Menteri Tenaga Kerja (Menaker) Republik Indonesia, Ida Fauziyah, saat meresmikan BLK di Tanjungbalai Karimun.

Batamnews, Karimun - Balai Latihan Kerja (BLK) di Kabupaten Karimun diresmikan secara langsung oleh Menteri Tenaga Kerja (Menaker) Republik Indonesia, Ida Fauziyah, pada Kamis, 11 Juli 2024.

Gedung BLK yang terletak di Bati, Kelurahan Pamak, Kecamatan Tebing, Kabupaten Karimun, Provinsi Kepulauan Riau ini nantinya akan menampung pemuda-pemuda di Karimun untuk mendapatkan pelatihan kerja dan peningkatan keterampilan.

Terlihat Menaker RI, Ida Fauziyah, bersama rombongan didampingi oleh Gubernur Kepulauan Riau, Ansar Ahmad, Bupati Karimun, Aunur Rafiq, dan kepala OPD.

Baca juga: Tabrakan Maut, Satu Wanita Kritis Akibat Kecelakaan Sepeda Motor di Sei Lakam Karimun

"Semoga gedung BLK ini mampu memberikan pelatihan-pelatihan ketenagakerjaan yang sesuai dengan kebutuhan dunia kerja," kata Menteri Ida Fauziyah.

Ida Fauziyah juga menegaskan bahwa BLK yang dibangun tersebut harus mampu memberikan pelatihan yang sesuai dengan kebutuhan.

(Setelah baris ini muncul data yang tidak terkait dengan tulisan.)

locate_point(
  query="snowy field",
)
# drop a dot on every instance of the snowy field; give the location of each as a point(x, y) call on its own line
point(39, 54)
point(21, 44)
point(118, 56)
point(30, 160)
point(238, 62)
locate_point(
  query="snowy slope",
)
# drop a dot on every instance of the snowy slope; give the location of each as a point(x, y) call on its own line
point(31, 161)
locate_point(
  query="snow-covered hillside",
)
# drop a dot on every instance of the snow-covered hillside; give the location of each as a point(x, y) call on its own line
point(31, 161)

Ia mengatakan dengan tegas bahwa BLK yang tidak mampu memenuhi kebutuhan lapangan pekerjaan akan ditutup.

Gubernur Kepulauan Riau, Ansar Ahmad, dalam sambutannya mengatakan bahwa pembangunan gedung BLK menggunakan APBD Provinsi Kepulauan Riau dengan nilai Rp 9,4 miliar.

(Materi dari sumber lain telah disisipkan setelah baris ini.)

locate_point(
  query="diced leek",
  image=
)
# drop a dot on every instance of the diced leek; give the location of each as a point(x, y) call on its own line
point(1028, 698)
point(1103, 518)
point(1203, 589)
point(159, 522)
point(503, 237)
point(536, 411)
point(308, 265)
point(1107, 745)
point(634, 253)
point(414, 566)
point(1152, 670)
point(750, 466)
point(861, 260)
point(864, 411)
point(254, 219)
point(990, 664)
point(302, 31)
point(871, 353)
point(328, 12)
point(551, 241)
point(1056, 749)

"Lahannya disiapkan oleh Pemerintah Kabupaten Karimun. Kemudian pemerintah pusat membantu peralatan yang dibutuhkan, walau masih terbatas. Nanti akan dilengkapi lagi dengan kolaborasi," kata Ansar.

Ansar menyebutkan bahwa di Provinsi Kepulauan Riau terdapat sejumlah kawasan khusus untuk investasi dan ekonomi, seperti Galang Batam Bintan, Nongsa Digital Park, Batam Aero Teknik di Bandara Hang Nadim Batam, Pulau Tanjung Sauh, serta dua Kawasan Ekonomi Khusus (KEK) Pulau Janda Berhias dan pulau perbatasan Batam-Singapura yang pengurusannya tengah berjalan.

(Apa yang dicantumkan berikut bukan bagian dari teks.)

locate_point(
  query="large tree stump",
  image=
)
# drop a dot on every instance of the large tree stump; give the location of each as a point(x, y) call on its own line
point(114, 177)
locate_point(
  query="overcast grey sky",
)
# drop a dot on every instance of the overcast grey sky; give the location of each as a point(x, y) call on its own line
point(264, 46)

Menurutnya, kawasan-kawasan khusus tersebut memberikan perlakuan khusus kepada Kepulauan Riau untuk memacu pertumbuhan investasi dan ekonomi.

"Perlakuan khusus dari pemerintah pusat itu juga memberikan efek pemicu (trigger effect) kepada masyarakat," ujarnya.

Tentunya, pemerintah daerah juga harus mempersiapkan tenaga kerja dengan kualifikasi khusus, sebagaimana yang dipertanyakan oleh pelaku investasi.

"Ini juga menjawab pertanyaan pelaku investasi tentang tenaga kerja yang mereka harapkan. Kualifikasi tenaga kerja kita fokuskan," ucapnya.

Baca juga: PT Saipem Bangun Rumah Singgah untuk Nelayan Ambat di Pangke Barat

Sementara itu, Bupati Karimun, Aunur Rafiq, mengatakan bahwa dirinya bersama Wakil Bupati, Anwar Hasyim, memiliki program pelatihan untuk 3.000 tenaga kerja. Hingga tahun ketiga kepemimpinannya, Pemkab Karimun telah memberikan pelatihan kepada 1.718 orang.

"Mereka telah ditempatkan di beberapa perusahaan. Untuk perusahaan di Karimun, tenaga kerja lokal mencapai 70 persen," kata Rafiq.

Rafiq juga bersyukur bahwa BLK yang terletak di Sei Bati, Kecamatan Tebing, Kabupaten Karimun, telah dibangun. Meskipun masih minim, ia meyakini bahwa BLK ini akan berkembang besar ke depannya.

"Peralatan sudah ada. Meski masih minim, tapi ini akan menjadi cikal bakal yang besar dengan peralatan yang lebih memadai lagi," ujar Bupati.